Dopo una
Gara 1 sfortunata ed una Superpole Race deludente, buona la terza per
Danilo Petrucci. Nell'ultima gara del fine settimana australiano l'alfiere Barni Ducati è riuscito ad essere davvero protagonista ed a cogliere il primo podio stagionale. Un risultato arrivato proprio all'ultimo con la caduta di Locatelli, ma Petrucci era lì vicino: ci sono quindi più motivi per sorridere in chiusura del primo round del 2024 a Phillip Island. Ora tocca alla pausa prima del round in Catalunya, anticipato dai test, ma il 3° posto odierno è un'iniezione di fiducia per il prosieguo della stagione.
Subito nel gruppo di testa
"Fantastico finire sul podio! Una bella gara ed una grande battaglia" è il primo commento di un soddisfatto
Danilo Petrucci. Anche in Gara 1 si stava giocando il podio, prima dell'episodio sfortunato al pit stop... Oggi il ternano è riuscito a rifarsi con gli interessi, soprattutto dimenticandosi presto anche la prima gara della domenica.
"Non mi sentivo benissimo con la moto, di preciso non so perché" ha ammesso Petrucci.
"In Gara 2 invece ero un po' più nervoso, ma mi sono trovato da subito nel gruppo di testa e sono sempre rimasto lì." Non è mancata però la bandiera rossa per l'
incidente di Jonathan Rea, di cui il pilota #9 è stato primo spettatore.

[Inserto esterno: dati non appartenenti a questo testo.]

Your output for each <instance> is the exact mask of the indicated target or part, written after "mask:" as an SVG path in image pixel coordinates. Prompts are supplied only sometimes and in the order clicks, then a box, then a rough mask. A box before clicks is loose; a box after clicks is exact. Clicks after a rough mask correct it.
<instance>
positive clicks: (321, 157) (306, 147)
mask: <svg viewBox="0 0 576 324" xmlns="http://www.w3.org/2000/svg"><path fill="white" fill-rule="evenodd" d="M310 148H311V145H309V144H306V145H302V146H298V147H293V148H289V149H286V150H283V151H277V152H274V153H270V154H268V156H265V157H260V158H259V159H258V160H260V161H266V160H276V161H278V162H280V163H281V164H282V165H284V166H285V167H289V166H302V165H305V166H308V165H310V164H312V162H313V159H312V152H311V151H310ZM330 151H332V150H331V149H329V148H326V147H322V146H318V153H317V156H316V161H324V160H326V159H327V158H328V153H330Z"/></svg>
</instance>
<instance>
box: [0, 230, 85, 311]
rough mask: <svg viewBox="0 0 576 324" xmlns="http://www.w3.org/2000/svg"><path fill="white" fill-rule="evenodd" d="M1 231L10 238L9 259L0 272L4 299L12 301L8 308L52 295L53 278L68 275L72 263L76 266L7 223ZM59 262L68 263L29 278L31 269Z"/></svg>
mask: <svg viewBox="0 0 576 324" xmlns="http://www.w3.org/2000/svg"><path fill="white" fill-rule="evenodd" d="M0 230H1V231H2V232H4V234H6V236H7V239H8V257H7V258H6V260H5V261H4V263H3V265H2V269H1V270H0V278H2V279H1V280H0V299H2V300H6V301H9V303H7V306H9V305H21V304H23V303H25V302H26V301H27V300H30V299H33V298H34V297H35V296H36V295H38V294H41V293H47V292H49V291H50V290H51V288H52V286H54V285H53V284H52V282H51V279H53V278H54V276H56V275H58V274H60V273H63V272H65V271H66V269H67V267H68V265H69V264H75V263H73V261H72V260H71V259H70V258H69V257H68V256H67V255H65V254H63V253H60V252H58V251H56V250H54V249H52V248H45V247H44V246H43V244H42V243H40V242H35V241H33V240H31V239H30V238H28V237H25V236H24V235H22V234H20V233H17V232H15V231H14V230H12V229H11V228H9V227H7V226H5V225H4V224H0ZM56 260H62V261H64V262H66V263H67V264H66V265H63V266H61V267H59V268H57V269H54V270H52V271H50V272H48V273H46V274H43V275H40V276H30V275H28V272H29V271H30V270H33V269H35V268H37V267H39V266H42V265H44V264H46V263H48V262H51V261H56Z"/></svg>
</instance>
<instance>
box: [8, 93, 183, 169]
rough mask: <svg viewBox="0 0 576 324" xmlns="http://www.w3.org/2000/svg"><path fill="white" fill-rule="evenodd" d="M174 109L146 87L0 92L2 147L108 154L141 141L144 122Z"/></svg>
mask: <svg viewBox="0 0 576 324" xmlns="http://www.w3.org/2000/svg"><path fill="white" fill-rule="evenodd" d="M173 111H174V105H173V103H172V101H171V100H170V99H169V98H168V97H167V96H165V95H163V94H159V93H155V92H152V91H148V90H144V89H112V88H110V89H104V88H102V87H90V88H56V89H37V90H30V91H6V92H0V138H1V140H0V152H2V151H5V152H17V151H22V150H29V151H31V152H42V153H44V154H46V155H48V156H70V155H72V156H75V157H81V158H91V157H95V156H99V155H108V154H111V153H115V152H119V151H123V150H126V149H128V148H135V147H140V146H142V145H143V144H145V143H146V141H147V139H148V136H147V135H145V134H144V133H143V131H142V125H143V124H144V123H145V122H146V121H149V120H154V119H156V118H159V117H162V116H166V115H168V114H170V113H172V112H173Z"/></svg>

"Ero proprio dietro di lui, non è stato bello" ha ammesso. In seguito la gara è ripartita e Petrucci si è riposizionato di nuovo nelle zone alte.
Danilo Petrucci sorride
L'obiettivo era chiudere da miglior pilota indipendente, ma non è mancata la battaglia per riuscirci. L'altrettanto agguerrito Andrea Iannone, dopo il guaio tecnico in Superpole Race, aveva lo stesso obiettivo. "Mi ripassava di continuo" ha detto Petrucci. Ma davanti e proprio all'ultimo giro ecco il colpo di scena che catapulta il pilota Barni sul podio: "Quando l'ho ripassato [Iannone] ho visto Andrea [Locatelli] perdere il posteriore e cadere. Allora mi sono detto 'Forza Danilo, solo mezzo giro!'" Petrucci stavolta può sorridere. "Questo circuito mi piace tanto, ma per un motivo o per un altro... Stavolta invece sono contento" ha sottolineato. Un terzo posto in un Mondiale Superbike non semplice. "L'ho già detto: ci sono sempre 12-15 piloti da podio. È un bene per il campionato, ma per noi è tosta, siamo tutti vicini!" ha concluso con una risata.